What is the Fijian Competition and Consumer Commission?
FCCC promotes the ethos od creating a dynamic and competitive market in Fiji by promoting the objectives of the FCCC Act 2010.
When it comes to arresting and eliminating unethical behaviour of unscrupulous traders who take advantage of consumers, so that consumers get the best benefit from competition, one name comes to mind - FCCC.
In just a few short years, the Fiji Competition and Consumer Commission (FCCC) has come a long way from the days when it was known as the Fiji Commerce Commission. FCCC ensures that consumers are treated fairly and that traders are doing business without engaging in conduct that is unethical or illegal. Simply, FCCC ensures that the Fijian markets work well for all Fijians. Section 7 of the Fiji Competition and Consumer Commission Act 2010 empowers FCCC to promote effective competition, informed markets and fair trading, protecting consumers and businesses from restrictive practices, and controlling prices of regulated industries and other markets where competition is lessened or limited.

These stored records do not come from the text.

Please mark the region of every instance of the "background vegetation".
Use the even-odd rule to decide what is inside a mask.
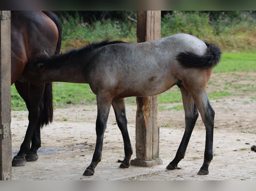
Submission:
[[[58,11],[56,13],[62,23],[62,52],[107,38],[136,42],[135,11]],[[256,72],[255,12],[173,11],[162,13],[162,37],[178,33],[186,33],[221,47],[224,54],[221,63],[214,68],[214,73],[226,75],[230,72]],[[253,85],[255,81],[252,79],[252,84],[248,85],[247,87],[256,92]],[[209,85],[215,85],[214,82],[210,83]],[[209,97],[219,99],[234,95],[233,91],[228,90],[241,88],[229,83],[225,86],[226,91],[210,93]],[[96,96],[88,85],[54,83],[53,88],[55,108],[67,106],[70,103],[96,104]],[[25,103],[14,85],[12,86],[11,91],[12,109],[26,110]],[[134,97],[128,98],[126,100],[128,104],[135,104],[135,102]],[[181,102],[178,89],[173,88],[161,94],[159,102]],[[178,105],[174,109],[182,109],[182,106]]]

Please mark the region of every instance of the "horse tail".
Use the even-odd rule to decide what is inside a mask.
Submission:
[[[38,121],[40,127],[47,125],[52,122],[53,108],[52,102],[52,83],[45,84],[42,99],[43,109],[39,117]]]
[[[221,51],[217,46],[205,43],[207,46],[205,54],[200,56],[191,52],[179,53],[176,60],[182,66],[188,68],[210,68],[220,62]]]
[[[59,54],[60,51],[62,38],[61,22],[57,16],[52,12],[50,11],[43,11],[43,12],[54,22],[57,26],[59,36],[54,55]],[[52,83],[51,82],[46,83],[45,84],[44,92],[43,93],[42,98],[43,109],[40,114],[38,120],[41,128],[44,125],[46,125],[49,123],[52,122],[53,113],[52,99]]]
[[[45,11],[43,11],[42,12],[52,20],[52,21],[56,25],[57,29],[58,29],[59,37],[58,39],[58,42],[57,43],[57,46],[54,55],[58,54],[60,52],[60,47],[61,46],[61,40],[62,39],[62,29],[61,22],[57,15],[52,12]]]

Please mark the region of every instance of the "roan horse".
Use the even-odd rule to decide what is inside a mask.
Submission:
[[[15,84],[26,103],[29,120],[24,141],[12,163],[13,166],[17,166],[38,158],[40,128],[52,121],[53,114],[51,83],[36,86],[17,80],[27,63],[34,61],[39,55],[59,54],[61,24],[57,16],[50,12],[11,13],[11,84]]]
[[[184,34],[138,43],[106,41],[50,58],[40,57],[27,65],[20,80],[38,85],[54,81],[89,84],[97,95],[97,139],[85,175],[93,174],[101,161],[111,104],[124,143],[125,157],[120,167],[127,168],[132,149],[124,98],[156,95],[177,85],[182,95],[185,129],[176,156],[166,168],[177,168],[184,157],[199,111],[206,137],[204,160],[198,174],[207,174],[213,158],[215,112],[206,88],[221,54],[217,46]]]

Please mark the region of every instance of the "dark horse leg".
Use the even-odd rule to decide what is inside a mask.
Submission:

FCCC promotes the ethos of creating a dynamic and competitive market in Fiji by promoting the objectives of the FCCC Act 2010. Operating as an independent statutory body, it ensures that regulations are followed through with the use of a variety of compliance tools, making sure to use the most appropriate tool necessary to obtain compliance, and when required, to promote general deterrence.
FCCC’s region of responsibility is for the entire Fijian population that includes maritime areas and Rotuma.
The Objectives of FCCC
Section 2 of the FCCC Act 2010 defines the objectives of FCCC as follows:
The interests of consumers are protected by promoting effective and efficient development of industry trade or commerce and securing effective competition within those fields. All this while still ensuring equitable returns for businesses with fair and reasonable prices charged to consumers. When it comes to regulated industries and access regimes, FCCC aims at promoting effective competition, facilitating an approximate balance between efficiency and environmental and social considerations and ensuring non-discriminatory access to monopoly and near-monopoly infrastructure or services.

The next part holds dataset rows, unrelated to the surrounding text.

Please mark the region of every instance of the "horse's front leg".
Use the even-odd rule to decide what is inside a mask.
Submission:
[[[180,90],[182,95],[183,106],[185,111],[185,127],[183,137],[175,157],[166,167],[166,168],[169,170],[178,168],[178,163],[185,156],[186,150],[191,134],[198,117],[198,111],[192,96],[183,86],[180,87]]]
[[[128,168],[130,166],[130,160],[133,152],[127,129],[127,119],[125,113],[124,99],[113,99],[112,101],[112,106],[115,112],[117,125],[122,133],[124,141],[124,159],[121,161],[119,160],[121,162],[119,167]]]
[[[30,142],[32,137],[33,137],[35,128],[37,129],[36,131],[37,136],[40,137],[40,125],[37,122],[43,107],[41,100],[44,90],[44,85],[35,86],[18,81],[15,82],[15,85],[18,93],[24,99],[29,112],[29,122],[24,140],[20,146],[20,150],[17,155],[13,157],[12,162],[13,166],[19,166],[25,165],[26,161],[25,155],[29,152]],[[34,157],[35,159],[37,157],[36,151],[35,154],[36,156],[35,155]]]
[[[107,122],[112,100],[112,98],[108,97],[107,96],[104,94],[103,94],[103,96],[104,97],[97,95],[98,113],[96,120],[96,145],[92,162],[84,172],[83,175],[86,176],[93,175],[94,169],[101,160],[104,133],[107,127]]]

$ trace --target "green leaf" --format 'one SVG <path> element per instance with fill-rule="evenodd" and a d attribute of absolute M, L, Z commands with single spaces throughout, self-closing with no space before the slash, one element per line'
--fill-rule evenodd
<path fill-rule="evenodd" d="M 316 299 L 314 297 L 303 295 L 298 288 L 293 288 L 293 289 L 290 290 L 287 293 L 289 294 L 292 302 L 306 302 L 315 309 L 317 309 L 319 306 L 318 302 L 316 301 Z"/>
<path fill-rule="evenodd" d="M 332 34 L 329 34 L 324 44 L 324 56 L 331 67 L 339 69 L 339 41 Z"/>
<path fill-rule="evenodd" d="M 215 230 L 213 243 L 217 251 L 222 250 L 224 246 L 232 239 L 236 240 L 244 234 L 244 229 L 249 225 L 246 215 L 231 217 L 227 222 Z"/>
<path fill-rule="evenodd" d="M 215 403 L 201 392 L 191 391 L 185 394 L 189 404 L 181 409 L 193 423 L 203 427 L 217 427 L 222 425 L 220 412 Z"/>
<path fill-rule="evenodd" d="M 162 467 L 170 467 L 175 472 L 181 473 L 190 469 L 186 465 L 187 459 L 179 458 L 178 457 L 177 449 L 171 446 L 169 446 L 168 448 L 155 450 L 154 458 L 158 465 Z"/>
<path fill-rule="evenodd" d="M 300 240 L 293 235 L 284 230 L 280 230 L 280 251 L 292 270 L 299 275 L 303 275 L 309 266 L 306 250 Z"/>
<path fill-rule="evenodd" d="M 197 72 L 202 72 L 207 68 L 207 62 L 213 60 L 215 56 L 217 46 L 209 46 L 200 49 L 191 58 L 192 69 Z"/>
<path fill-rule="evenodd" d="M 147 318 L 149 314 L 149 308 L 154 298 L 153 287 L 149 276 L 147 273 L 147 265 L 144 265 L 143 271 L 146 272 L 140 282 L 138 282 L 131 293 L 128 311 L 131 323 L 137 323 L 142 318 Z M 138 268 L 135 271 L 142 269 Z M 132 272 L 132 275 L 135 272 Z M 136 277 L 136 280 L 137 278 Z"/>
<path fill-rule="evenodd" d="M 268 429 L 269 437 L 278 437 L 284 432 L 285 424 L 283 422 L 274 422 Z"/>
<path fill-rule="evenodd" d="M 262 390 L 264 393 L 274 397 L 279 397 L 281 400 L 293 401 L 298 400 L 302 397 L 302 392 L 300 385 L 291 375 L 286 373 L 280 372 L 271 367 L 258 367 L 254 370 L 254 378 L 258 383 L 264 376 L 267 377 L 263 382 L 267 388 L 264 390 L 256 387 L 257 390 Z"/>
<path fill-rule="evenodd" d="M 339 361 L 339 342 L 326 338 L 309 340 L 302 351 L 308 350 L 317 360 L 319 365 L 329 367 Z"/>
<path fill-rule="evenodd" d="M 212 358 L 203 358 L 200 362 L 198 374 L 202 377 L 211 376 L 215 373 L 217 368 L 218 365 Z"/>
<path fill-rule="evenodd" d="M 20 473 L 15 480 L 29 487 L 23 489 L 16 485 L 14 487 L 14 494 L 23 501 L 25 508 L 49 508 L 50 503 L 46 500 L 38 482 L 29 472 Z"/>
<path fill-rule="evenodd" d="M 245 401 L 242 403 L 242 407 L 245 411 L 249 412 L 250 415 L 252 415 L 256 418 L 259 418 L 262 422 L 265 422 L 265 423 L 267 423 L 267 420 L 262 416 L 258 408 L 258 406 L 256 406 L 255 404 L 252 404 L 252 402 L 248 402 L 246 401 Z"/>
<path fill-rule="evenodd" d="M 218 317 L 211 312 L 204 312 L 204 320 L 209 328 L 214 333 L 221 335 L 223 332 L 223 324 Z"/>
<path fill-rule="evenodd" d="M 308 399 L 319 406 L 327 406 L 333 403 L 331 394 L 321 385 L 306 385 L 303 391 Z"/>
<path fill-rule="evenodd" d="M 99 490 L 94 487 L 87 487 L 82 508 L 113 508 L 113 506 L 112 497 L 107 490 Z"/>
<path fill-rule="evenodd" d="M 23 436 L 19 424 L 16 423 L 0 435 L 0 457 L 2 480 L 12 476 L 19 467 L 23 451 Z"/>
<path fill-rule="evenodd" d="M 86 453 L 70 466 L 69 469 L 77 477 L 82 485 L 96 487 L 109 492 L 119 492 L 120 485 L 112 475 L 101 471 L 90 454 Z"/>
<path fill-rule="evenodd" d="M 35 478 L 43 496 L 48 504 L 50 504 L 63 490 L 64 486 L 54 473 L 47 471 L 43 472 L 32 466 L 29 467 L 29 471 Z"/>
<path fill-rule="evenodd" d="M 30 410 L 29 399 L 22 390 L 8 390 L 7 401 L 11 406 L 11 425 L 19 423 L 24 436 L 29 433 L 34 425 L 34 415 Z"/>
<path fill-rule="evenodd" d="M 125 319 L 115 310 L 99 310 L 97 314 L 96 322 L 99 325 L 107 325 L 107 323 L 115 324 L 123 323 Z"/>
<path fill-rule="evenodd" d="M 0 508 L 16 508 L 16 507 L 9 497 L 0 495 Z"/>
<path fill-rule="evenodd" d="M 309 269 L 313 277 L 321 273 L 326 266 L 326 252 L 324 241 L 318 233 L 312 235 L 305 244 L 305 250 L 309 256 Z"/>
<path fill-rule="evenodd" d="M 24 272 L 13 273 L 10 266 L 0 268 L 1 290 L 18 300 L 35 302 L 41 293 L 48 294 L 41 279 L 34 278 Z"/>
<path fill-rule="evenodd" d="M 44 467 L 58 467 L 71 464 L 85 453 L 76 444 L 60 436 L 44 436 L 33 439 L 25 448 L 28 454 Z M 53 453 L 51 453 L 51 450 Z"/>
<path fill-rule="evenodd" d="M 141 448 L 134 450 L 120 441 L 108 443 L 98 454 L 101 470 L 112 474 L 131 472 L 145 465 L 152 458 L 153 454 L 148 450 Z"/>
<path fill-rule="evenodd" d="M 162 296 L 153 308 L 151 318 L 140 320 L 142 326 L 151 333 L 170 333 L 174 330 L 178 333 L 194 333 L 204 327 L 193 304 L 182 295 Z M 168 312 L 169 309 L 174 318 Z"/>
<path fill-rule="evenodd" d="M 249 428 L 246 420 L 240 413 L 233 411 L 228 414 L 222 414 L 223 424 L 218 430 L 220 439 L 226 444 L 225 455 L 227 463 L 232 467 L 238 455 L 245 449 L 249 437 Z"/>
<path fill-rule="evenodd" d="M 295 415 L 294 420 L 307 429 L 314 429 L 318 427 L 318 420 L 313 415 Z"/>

All this is underpinned by working at ensuring that consumers are informed of these goals and their implementation.
The Functions of FCCC
The main function of FCCC is administering the FCCC Act 2010.

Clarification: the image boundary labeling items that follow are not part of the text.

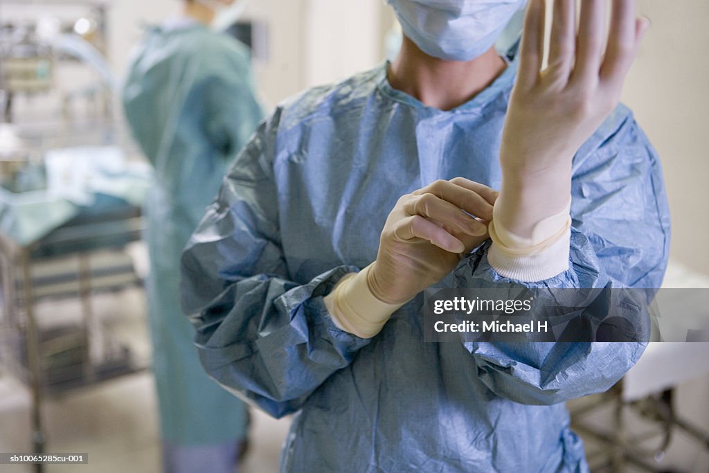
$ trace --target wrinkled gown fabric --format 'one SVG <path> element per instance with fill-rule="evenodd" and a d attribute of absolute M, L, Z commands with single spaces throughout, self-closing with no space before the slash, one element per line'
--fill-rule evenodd
<path fill-rule="evenodd" d="M 155 169 L 144 206 L 146 289 L 162 437 L 214 445 L 242 438 L 245 406 L 205 375 L 179 306 L 179 257 L 228 165 L 263 116 L 246 48 L 198 24 L 153 28 L 132 59 L 123 103 Z"/>

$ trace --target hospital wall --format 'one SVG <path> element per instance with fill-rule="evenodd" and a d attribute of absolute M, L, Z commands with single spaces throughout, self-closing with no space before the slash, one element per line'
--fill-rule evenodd
<path fill-rule="evenodd" d="M 121 0 L 111 15 L 111 61 L 123 70 L 140 38 L 141 21 L 156 21 L 178 0 Z M 709 2 L 639 0 L 652 26 L 625 87 L 623 101 L 659 152 L 673 219 L 671 256 L 709 273 Z M 384 57 L 391 13 L 381 0 L 251 0 L 245 15 L 265 21 L 267 61 L 257 64 L 265 101 L 273 105 L 306 87 L 372 67 Z"/>

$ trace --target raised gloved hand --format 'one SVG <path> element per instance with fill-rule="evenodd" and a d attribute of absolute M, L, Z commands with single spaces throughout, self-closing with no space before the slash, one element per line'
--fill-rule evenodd
<path fill-rule="evenodd" d="M 372 294 L 384 302 L 401 304 L 443 279 L 462 255 L 487 239 L 486 223 L 496 198 L 497 192 L 487 186 L 456 177 L 399 199 L 384 224 L 376 260 L 369 268 Z"/>
<path fill-rule="evenodd" d="M 496 228 L 529 238 L 568 205 L 571 160 L 615 108 L 649 26 L 635 0 L 554 0 L 548 66 L 542 69 L 545 0 L 530 0 L 519 72 L 500 151 L 503 184 Z M 606 40 L 607 39 L 607 42 Z M 604 44 L 607 44 L 604 50 Z"/>

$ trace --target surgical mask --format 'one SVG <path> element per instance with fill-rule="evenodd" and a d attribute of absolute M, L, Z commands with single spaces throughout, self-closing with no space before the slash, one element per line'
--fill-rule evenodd
<path fill-rule="evenodd" d="M 196 0 L 214 12 L 214 19 L 210 26 L 217 31 L 223 31 L 236 23 L 246 8 L 247 0 L 236 0 L 231 5 L 218 0 Z"/>
<path fill-rule="evenodd" d="M 426 54 L 469 61 L 495 43 L 527 0 L 386 0 L 404 34 Z"/>

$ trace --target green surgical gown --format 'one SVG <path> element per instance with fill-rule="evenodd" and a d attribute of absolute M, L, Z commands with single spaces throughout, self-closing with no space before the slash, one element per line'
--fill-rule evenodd
<path fill-rule="evenodd" d="M 196 23 L 152 28 L 134 53 L 123 96 L 133 135 L 155 169 L 145 213 L 162 437 L 189 445 L 241 438 L 245 407 L 200 366 L 178 286 L 180 252 L 262 118 L 248 53 Z"/>

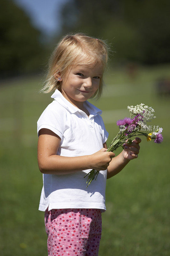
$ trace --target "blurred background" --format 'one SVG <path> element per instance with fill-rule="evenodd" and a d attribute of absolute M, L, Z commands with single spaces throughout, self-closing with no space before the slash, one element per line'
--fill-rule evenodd
<path fill-rule="evenodd" d="M 111 47 L 102 109 L 109 137 L 128 105 L 151 106 L 157 145 L 107 180 L 100 256 L 168 256 L 170 186 L 170 16 L 167 0 L 6 0 L 0 9 L 1 255 L 47 255 L 37 122 L 52 101 L 40 93 L 49 57 L 61 36 L 85 33 Z M 148 131 L 148 133 L 152 132 Z M 116 151 L 116 155 L 121 152 Z"/>

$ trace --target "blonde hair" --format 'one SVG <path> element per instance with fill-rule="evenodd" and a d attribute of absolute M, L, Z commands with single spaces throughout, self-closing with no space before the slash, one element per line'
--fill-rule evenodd
<path fill-rule="evenodd" d="M 63 77 L 74 66 L 81 65 L 92 68 L 101 66 L 104 72 L 109 59 L 110 50 L 105 40 L 86 36 L 84 33 L 67 35 L 58 44 L 50 58 L 45 85 L 40 92 L 47 93 L 58 89 L 61 92 L 59 82 L 55 78 Z M 96 100 L 101 96 L 104 83 L 103 74 L 99 88 L 90 98 Z M 47 89 L 45 91 L 46 89 Z"/>

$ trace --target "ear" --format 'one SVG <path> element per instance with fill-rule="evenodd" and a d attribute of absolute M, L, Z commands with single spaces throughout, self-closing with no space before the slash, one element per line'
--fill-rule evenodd
<path fill-rule="evenodd" d="M 57 81 L 60 81 L 60 82 L 62 81 L 62 79 L 60 75 L 61 73 L 60 72 L 58 73 L 58 72 L 56 72 L 54 73 L 54 76 L 55 77 L 56 80 L 57 80 Z M 60 78 L 60 79 L 58 80 L 58 79 L 59 78 Z"/>

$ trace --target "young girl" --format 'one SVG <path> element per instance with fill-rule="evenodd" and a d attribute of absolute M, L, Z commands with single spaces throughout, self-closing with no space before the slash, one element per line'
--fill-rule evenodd
<path fill-rule="evenodd" d="M 37 133 L 43 174 L 39 210 L 45 212 L 50 256 L 97 256 L 106 179 L 139 152 L 141 140 L 137 138 L 114 158 L 114 153 L 106 152 L 108 133 L 102 111 L 87 100 L 101 95 L 108 49 L 103 40 L 66 35 L 49 62 L 42 91 L 55 91 L 54 100 L 39 118 Z M 93 169 L 100 171 L 86 188 L 88 177 L 83 177 Z"/>

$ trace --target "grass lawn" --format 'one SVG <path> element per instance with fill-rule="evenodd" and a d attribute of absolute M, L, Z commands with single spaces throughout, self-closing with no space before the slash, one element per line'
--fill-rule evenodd
<path fill-rule="evenodd" d="M 118 131 L 116 121 L 129 116 L 128 105 L 151 106 L 157 118 L 150 124 L 163 128 L 162 144 L 141 136 L 138 158 L 107 180 L 100 256 L 170 254 L 169 96 L 158 97 L 156 87 L 169 67 L 140 67 L 133 79 L 123 69 L 110 69 L 102 98 L 89 100 L 103 111 L 108 146 Z M 44 213 L 38 210 L 42 180 L 37 163 L 37 122 L 53 99 L 52 93 L 39 93 L 42 79 L 15 78 L 0 85 L 2 256 L 47 255 Z"/>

For consumers, this can mean receiving and considering complaints concerning matters affecting or likely to affect the interests of consumers such as fraud and deception, and taking action where required. Information regarding consumers’ rights is made accessible to consumers via both mainstream and social media and their website. Another primary function is the dissemination of information concerning consumer affairs to producers, manufacturers and suppliers of goods or services so they know the regulations.
Monitoring of commercial activities is also carried out to collect information and ensure everything is above board.
The Different FCCC Divisions
FCCC is comprised of several divisions that are responsible for different functions. These are the Corporate and Finance division, Legal, Risk Management and Governance division, Economic Regulation division, Price control and Monitoring division, and Competition and Compliance division. The Corporate & Finance Division supports the other divisions through the delivery of key corporate services. It does so by overseeing the functions of human resources, finance, procurement, information technology and administration.
FCCC gets all legal expertise necessary through the Legal, Risk Management and Governance division and the Economic Regulation Division is responsible for determining the prices of the products that are controlled by FCCC and undertaking independent analysis and review on any industry engaged in the supply of essential services. Price Control and Monitoring performs a major core function of controlling prices of goods and services where competition is restricted or lessened or as the Commission deems necessary. It undertakes price reviews and costing assessments of price control goods and services and ensures compliance with the price control.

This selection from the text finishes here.